The International Monetary Fund (IMF) is ready to help countries hit by this weeks stock markets meltdown, but will insist on tough economic policies in return, a senior IMF official said on Tuesday.
IMF first deputy managing director Stanley Fischer told a seminar that it was close to sealing a loan arrangement with Indonesia, the latest of the one-time Asian tiger economies to turn to the fund for help.
We stand ready to do our duty, which is to stabilise economies that may need financial assistance, provided they are willing to undertake appropriately ambitious economic reform and adjustment programs, he said.
But Thailand, which was sanctioned a $17.2 billion international loan package in August, needed to do more to convince financial markets that its seriousness towards reforms, Fischer added.
World stock markets have ridden a roller coaster in the last few days, with sharp changes in one market pushing stocks in the next time zone up or down.
The loan package for Thailand was the biggest deal since the international community made almost $50 billion available to Mexico in 1995.
Fischer said the policies underpinning the loan were sound, but Thailand needed to convince markets that painful new rules on financial markets would be implemented.
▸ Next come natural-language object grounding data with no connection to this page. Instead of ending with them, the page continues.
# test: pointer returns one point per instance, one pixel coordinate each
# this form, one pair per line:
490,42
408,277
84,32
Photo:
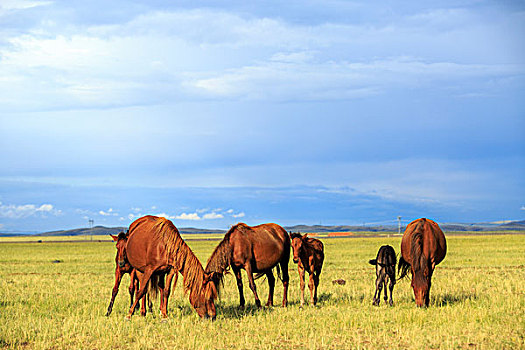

Thailand has to show it will follow through, he said adding that while the measures themselves are very good, the implementation has to be demonstrated. There have been few clear indications about the size of the IMF loan to Indonesia. But President Suharto said on Tuesday that Singapore was ready to make $10 billion available to support its currency and restore market confidence.
Malaysia, whose Prime Minister Mahathir Mohamad blames speculators for Asias market troubles, has also promised to help Indonesia out.